Stabilizing selection: Reduces variation by favoring intermediate phenotypes.
Disruptive selection: Favors extreme phenotypes, increasing variation.
Balancing selection: Maintains genetic variation by favoring multiple alleles.
Summary Table: Modes of Selection
Mode of Selection | Effect on Phenotype | Example | Effect on Genetic Variation |
|---|---|---|---|
Directional selection | Favors one extreme phenotype, changing average phenotype | Beak depth in finches | Reduced |
Stabilizing selection | Favors intermediate phenotypes | Human birth weight | Reduced |
Disruptive selection | Favors extreme phenotypes | Gill raker number in whitefish | Increased |
Balancing selection | No single phenotype favored | Guppy coloration | Maintained |
Genetic Drift
Genetic drift is the random change in allele frequencies due to chance, especially pronounced in small populations. It can lead to the loss or fixation of alleles, reducing genetic variation.

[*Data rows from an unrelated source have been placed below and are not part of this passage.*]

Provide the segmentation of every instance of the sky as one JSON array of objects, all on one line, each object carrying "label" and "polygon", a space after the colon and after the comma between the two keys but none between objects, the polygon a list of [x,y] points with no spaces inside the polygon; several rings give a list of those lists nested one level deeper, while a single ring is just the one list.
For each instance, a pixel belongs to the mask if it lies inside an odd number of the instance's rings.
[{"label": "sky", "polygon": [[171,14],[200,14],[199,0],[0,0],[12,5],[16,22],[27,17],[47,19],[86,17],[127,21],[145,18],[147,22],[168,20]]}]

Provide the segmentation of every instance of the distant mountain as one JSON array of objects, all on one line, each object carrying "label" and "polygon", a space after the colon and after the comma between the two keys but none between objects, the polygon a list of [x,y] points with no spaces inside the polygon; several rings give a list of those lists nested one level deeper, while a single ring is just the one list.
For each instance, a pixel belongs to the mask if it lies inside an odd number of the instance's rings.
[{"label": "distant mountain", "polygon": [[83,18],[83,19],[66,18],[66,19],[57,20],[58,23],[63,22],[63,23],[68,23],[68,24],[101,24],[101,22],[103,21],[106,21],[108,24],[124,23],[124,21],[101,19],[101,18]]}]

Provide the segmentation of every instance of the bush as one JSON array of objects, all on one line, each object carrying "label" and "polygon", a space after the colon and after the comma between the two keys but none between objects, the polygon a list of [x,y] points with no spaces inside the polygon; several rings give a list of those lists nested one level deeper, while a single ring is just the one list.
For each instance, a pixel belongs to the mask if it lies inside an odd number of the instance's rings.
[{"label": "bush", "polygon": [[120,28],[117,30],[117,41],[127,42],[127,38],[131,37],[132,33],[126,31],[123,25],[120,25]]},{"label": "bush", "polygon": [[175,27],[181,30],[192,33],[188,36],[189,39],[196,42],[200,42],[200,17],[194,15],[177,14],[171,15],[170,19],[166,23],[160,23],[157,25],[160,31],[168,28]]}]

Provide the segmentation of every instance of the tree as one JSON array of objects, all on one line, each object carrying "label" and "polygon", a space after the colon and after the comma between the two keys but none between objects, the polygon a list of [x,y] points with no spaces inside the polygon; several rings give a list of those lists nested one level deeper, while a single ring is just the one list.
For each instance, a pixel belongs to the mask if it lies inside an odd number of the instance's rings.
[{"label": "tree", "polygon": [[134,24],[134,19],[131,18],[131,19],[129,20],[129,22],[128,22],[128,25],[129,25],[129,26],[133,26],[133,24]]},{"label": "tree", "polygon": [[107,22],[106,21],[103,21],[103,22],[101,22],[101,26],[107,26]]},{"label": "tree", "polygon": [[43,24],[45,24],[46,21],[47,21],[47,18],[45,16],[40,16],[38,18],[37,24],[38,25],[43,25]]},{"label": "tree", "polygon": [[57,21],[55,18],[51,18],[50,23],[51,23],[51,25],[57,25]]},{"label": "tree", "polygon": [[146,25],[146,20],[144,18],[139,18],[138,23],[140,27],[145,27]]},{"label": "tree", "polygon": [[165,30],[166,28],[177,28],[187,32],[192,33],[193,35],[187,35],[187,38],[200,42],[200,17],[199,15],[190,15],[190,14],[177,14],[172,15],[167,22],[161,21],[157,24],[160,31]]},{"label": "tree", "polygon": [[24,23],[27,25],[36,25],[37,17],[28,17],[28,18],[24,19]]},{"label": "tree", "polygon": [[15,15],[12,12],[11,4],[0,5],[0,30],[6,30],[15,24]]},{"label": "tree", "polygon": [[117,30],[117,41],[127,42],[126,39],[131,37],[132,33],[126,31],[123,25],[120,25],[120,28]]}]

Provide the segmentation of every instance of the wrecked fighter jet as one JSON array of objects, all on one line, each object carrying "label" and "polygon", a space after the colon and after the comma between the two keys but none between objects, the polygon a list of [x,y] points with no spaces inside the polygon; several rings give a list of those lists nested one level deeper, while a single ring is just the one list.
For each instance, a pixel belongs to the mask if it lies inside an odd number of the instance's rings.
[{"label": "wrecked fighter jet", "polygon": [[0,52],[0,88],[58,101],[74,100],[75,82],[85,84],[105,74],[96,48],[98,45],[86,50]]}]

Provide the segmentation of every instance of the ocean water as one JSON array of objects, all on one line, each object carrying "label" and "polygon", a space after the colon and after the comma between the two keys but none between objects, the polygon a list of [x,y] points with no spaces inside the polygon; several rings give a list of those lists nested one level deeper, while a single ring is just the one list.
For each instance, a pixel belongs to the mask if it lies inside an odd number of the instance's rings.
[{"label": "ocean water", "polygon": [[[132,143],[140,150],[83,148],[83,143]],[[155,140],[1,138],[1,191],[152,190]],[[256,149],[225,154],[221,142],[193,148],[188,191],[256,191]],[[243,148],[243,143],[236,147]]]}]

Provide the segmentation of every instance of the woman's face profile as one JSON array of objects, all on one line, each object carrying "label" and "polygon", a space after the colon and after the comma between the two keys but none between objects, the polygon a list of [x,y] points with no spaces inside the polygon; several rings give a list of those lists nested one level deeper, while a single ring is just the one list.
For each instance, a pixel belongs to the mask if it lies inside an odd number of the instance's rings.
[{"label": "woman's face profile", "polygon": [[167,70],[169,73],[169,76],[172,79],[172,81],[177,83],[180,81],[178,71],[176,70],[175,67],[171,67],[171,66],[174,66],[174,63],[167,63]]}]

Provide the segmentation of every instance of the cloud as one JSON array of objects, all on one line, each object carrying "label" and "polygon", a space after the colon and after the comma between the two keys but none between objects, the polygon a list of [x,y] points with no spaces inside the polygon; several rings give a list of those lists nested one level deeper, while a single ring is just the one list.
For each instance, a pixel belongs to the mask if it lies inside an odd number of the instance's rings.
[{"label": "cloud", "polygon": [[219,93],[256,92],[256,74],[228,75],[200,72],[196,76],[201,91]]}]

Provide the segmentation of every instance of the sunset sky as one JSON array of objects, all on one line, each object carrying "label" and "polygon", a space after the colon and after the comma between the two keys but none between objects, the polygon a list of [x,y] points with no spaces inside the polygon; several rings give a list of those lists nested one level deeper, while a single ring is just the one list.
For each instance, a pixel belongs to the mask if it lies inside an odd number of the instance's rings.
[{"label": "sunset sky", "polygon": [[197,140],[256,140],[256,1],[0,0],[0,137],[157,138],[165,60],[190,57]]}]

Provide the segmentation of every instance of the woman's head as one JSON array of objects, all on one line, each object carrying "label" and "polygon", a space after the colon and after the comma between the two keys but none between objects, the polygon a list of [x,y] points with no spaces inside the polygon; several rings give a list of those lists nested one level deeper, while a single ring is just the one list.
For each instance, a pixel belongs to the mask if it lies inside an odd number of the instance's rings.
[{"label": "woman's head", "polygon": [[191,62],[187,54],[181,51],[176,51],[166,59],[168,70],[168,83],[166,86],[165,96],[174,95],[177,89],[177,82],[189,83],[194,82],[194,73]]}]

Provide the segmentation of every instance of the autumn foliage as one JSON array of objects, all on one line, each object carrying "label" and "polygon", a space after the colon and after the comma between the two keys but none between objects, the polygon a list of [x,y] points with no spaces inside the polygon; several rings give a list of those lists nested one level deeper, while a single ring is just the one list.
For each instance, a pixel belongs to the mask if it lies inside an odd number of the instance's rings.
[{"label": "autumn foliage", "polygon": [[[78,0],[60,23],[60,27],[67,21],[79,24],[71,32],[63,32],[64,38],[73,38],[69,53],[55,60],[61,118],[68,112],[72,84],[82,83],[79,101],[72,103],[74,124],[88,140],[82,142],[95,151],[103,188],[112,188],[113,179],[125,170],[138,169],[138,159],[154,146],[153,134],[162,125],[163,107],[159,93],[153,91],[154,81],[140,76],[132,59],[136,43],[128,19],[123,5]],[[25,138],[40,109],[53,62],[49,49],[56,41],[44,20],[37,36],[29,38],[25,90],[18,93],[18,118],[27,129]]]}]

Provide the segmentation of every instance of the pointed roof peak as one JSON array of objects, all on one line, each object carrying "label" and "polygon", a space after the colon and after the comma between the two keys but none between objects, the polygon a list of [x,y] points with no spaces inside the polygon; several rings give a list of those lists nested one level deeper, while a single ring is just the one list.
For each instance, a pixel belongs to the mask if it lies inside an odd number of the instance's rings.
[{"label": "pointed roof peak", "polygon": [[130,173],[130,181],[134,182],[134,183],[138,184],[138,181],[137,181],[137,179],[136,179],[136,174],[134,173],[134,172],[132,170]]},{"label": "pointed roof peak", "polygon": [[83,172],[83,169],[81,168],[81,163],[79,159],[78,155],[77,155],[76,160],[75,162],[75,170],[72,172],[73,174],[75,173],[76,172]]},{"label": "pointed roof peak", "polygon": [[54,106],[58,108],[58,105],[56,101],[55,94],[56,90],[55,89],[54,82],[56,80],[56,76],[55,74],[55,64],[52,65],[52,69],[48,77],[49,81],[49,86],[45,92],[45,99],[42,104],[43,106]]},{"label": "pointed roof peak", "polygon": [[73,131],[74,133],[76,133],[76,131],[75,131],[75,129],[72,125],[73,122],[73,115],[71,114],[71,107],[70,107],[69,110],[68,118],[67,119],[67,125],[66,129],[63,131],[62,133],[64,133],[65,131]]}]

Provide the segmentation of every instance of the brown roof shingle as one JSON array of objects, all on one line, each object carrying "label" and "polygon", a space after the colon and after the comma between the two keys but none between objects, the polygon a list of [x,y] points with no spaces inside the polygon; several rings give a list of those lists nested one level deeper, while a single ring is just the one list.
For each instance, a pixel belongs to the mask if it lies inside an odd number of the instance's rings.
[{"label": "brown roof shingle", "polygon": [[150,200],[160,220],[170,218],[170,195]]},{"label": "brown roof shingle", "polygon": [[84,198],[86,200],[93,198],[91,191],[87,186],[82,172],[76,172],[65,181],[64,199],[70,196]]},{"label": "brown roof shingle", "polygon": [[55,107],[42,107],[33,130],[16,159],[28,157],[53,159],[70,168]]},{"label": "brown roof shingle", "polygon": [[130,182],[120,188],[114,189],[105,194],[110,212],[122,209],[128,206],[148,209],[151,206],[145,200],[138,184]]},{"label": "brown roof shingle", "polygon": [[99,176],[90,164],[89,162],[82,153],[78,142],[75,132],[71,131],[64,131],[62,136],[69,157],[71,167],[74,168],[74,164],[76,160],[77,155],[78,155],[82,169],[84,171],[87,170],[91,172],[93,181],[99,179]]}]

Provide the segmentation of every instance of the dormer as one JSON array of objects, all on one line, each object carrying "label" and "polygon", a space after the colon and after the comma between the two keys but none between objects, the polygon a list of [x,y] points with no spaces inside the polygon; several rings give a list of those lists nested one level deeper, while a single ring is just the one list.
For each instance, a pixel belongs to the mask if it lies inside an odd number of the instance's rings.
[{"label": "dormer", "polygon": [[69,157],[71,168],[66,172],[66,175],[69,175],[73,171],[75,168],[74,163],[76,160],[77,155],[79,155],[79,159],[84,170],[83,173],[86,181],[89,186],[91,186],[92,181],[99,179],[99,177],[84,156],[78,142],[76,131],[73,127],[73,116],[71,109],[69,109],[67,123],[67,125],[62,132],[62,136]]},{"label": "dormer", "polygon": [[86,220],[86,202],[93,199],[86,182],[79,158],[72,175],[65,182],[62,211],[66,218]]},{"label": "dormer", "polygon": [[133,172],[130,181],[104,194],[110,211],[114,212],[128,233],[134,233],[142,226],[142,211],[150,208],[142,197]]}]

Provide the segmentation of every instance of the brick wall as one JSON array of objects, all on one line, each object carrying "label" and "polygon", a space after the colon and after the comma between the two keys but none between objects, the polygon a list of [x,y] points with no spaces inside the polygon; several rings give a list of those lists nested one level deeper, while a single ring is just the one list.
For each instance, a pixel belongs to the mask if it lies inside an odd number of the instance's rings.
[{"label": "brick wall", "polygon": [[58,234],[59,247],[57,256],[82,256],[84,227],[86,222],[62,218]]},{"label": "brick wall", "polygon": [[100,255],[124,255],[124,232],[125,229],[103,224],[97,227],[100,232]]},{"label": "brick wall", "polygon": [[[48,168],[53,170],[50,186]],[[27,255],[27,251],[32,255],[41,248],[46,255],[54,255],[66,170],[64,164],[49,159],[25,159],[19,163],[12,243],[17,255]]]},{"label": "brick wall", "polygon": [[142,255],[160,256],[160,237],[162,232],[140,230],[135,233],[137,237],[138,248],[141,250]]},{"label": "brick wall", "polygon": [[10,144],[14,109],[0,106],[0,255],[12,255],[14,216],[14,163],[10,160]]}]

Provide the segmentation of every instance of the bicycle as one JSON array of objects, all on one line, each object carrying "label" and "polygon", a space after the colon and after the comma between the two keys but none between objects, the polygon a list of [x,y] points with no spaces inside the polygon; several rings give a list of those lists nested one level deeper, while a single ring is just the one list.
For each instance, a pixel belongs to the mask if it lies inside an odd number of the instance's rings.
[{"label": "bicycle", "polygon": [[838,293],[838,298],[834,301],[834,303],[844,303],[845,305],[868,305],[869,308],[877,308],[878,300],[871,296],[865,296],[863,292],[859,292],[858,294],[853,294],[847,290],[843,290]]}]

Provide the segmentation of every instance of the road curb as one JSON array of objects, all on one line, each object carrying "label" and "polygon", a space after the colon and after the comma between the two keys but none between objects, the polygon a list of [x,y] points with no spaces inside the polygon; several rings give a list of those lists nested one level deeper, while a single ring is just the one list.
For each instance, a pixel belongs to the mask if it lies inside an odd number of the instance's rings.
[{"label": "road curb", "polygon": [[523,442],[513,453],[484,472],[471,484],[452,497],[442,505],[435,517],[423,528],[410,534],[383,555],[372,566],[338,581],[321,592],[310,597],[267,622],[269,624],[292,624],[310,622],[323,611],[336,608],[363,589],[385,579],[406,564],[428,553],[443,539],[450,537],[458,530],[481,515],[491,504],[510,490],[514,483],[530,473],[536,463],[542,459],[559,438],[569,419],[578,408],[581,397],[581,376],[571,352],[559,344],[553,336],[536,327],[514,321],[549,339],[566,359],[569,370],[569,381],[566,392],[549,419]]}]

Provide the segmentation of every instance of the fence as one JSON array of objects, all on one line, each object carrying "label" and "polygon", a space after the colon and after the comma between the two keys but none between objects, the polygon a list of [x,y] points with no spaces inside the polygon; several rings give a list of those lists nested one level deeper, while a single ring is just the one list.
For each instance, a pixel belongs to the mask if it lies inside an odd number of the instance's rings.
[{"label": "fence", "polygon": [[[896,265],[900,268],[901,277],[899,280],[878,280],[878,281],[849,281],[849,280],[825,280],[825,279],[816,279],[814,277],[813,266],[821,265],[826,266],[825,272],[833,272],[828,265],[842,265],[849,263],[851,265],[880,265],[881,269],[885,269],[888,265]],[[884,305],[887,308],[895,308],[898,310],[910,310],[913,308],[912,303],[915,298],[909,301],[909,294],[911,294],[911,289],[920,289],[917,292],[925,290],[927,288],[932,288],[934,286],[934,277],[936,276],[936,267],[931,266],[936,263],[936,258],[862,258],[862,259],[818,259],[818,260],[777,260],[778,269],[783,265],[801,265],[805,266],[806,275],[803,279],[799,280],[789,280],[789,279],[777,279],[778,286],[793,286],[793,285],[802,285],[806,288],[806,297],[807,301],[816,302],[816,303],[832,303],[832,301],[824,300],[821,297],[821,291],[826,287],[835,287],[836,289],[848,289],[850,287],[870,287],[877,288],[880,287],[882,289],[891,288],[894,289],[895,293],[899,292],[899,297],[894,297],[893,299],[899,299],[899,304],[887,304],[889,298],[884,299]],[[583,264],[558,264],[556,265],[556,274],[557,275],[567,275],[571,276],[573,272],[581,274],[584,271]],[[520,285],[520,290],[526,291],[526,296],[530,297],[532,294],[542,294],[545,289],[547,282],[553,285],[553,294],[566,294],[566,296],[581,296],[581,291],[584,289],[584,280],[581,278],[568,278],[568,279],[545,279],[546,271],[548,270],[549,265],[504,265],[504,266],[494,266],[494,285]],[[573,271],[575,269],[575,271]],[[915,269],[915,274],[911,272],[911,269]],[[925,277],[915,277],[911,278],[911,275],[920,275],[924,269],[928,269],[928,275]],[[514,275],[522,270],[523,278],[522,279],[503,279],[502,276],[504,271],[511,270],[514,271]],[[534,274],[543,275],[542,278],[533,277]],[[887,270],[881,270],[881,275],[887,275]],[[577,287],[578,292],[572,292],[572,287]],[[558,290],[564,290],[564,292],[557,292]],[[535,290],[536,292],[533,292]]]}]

Drift is random with respect to fitness.
Founder effects and bottlenecks are specific cases of genetic drift.
Gene Flow
Gene flow is the movement of alleles between populations, which tends to equalize allele frequencies and reduce genetic differences. It can increase or decrease fitness depending on the context.
Mutation
Mutation is the ultimate source of genetic variation, creating new alleles. It occurs randomly with respect to fitness and can be beneficial, neutral, or deleterious. Mutation alone is usually slow, but combined with other mechanisms, it can have significant evolutionary effects.
Point mutations: Change in a single base pair.
Chromosome-level mutations: Change in chromosome number or composition.
Lateral gene transfer: Genes transferred between species.
Summary Table: Evolutionary Processes
Process | Description | Effect on Genetic Variation | Effect on Fitness |
|---|---|---|---|
Natural selection | Certain alleles favored | Can maintain, increase, or reduce | Adaptations increase fitness |
Genetic drift | Random changes in allele frequencies | Reduces via loss or fixation | Usually reduces fitness |
Gene flow | Movement of alleles between populations | May increase or decrease | May increase, decrease, or have no effect |
Mutation | Production of new alleles | Increases by producing new alleles | Most mutations lower fitness |
Take-Home Messages
Mutation is the ultimate source of genetic variation.
Mutations are random with respect to fitness.
If mutation did not occur, evolution would eventually stop.
Each evolutionary mechanism violates Hardy–Weinberg assumptions and contributes to biological diversity.